Spin and charge dynamics of stripes in doped Mott insulators

TL;DR

This paper investigates the spin and charge behavior of stripe phases in doped Mott insulators using a multi-flavor Hubbard model, revealing gapless collective modes and their dependence on lattice topology and doping levels.

Contribution

It introduces a solvable multi-flavor Hubbard model that captures stripe dynamics and collective excitations in doped Mott insulators, extending previous models.

Findings

Identification of gapless spin modes around specific wave vectors.

Observation of charge modes at various wave vectors.

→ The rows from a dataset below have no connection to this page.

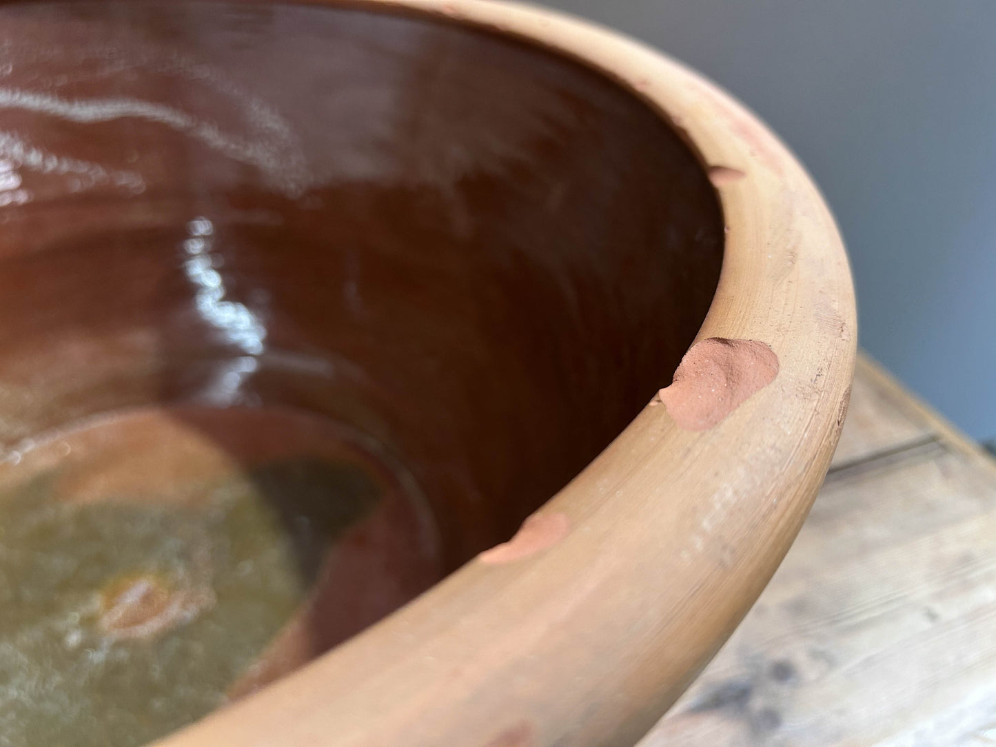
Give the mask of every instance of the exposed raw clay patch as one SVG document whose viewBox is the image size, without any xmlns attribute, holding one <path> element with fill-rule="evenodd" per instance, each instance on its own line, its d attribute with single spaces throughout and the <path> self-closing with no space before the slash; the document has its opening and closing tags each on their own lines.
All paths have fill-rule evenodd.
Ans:
<svg viewBox="0 0 996 747">
<path fill-rule="evenodd" d="M 732 184 L 734 181 L 739 181 L 746 175 L 747 174 L 739 168 L 731 168 L 730 166 L 709 166 L 709 181 L 712 182 L 713 186 Z"/>
<path fill-rule="evenodd" d="M 535 744 L 533 727 L 528 721 L 520 721 L 489 740 L 484 747 L 533 747 Z"/>
<path fill-rule="evenodd" d="M 481 563 L 489 565 L 511 563 L 553 547 L 570 531 L 571 520 L 565 514 L 533 514 L 522 523 L 515 537 L 485 550 L 478 557 Z"/>
<path fill-rule="evenodd" d="M 686 430 L 706 430 L 778 375 L 778 356 L 754 340 L 709 338 L 692 346 L 658 396 Z"/>
</svg>

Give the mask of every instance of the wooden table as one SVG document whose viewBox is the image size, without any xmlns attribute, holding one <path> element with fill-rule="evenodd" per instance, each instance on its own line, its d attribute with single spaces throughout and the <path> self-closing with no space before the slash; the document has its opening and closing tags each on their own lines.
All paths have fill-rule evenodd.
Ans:
<svg viewBox="0 0 996 747">
<path fill-rule="evenodd" d="M 799 538 L 640 747 L 996 745 L 996 461 L 860 358 Z"/>
</svg>

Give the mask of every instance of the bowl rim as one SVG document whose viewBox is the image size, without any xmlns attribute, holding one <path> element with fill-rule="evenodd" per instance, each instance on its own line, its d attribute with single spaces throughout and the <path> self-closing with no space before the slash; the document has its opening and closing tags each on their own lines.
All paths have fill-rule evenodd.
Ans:
<svg viewBox="0 0 996 747">
<path fill-rule="evenodd" d="M 857 353 L 854 289 L 833 216 L 752 113 L 615 31 L 505 0 L 288 4 L 488 30 L 580 62 L 641 99 L 714 177 L 726 224 L 719 283 L 695 342 L 763 342 L 779 372 L 705 430 L 683 429 L 665 406 L 647 403 L 534 514 L 558 527 L 538 543 L 549 547 L 509 562 L 478 556 L 162 744 L 631 744 L 754 604 L 830 465 Z"/>
</svg>

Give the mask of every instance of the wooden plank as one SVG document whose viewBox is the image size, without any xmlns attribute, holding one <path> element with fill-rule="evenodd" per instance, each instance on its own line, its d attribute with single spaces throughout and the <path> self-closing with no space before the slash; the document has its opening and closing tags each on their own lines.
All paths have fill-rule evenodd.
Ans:
<svg viewBox="0 0 996 747">
<path fill-rule="evenodd" d="M 996 744 L 996 463 L 867 360 L 855 393 L 792 551 L 641 747 Z"/>
<path fill-rule="evenodd" d="M 924 413 L 910 405 L 905 391 L 871 359 L 859 355 L 851 407 L 832 468 L 922 442 L 934 430 Z"/>
</svg>

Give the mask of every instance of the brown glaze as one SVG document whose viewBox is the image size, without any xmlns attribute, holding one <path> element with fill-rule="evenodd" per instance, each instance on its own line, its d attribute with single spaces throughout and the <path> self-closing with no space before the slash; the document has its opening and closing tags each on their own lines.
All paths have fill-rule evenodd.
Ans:
<svg viewBox="0 0 996 747">
<path fill-rule="evenodd" d="M 0 43 L 5 479 L 44 462 L 61 500 L 175 503 L 187 473 L 307 452 L 318 418 L 428 501 L 434 526 L 386 501 L 309 561 L 312 596 L 233 695 L 510 537 L 670 380 L 712 300 L 705 169 L 645 104 L 524 43 L 182 2 L 10 3 Z M 52 445 L 136 407 L 151 430 Z M 136 583 L 109 629 L 171 609 Z"/>
<path fill-rule="evenodd" d="M 31 195 L 0 216 L 10 447 L 135 404 L 308 409 L 407 466 L 453 568 L 667 383 L 708 308 L 703 169 L 580 66 L 353 10 L 3 14 L 0 157 Z"/>
</svg>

Dependence of mode positions on lattice topology and doping.

Abstract

We study spin and charge dynamics of stripes in doped Mott insulators by considering a two-dimensional Hubbard model with N fermion flavors. For N =2 we recover the normal one-band model while for N -> infty a spin density wave mean-field solution. For all band fillings, lattice topologies and N= 4 n the model may be solved by means of Monte Carlo methods without encountering the sign problem. At N=4 and in the vicinity of the Mott insulator, the single particle density of states shows a gap. Within this gap and on rectangular topologies of sizes up to 30 X 12 we find gapless spin collective modes centered around q = (\pi \pm \epsilon_x,\pi \pm \epsilon_y) as well as charge modes centered around q = (\pm 2 \epsilon_x, \pm 2 \epsilon_y), q = (\pm \epsilon_x, \pm \epsilon_y) and q = (0,0). \epsilon_{x,y} depends on the lattice topology and doping.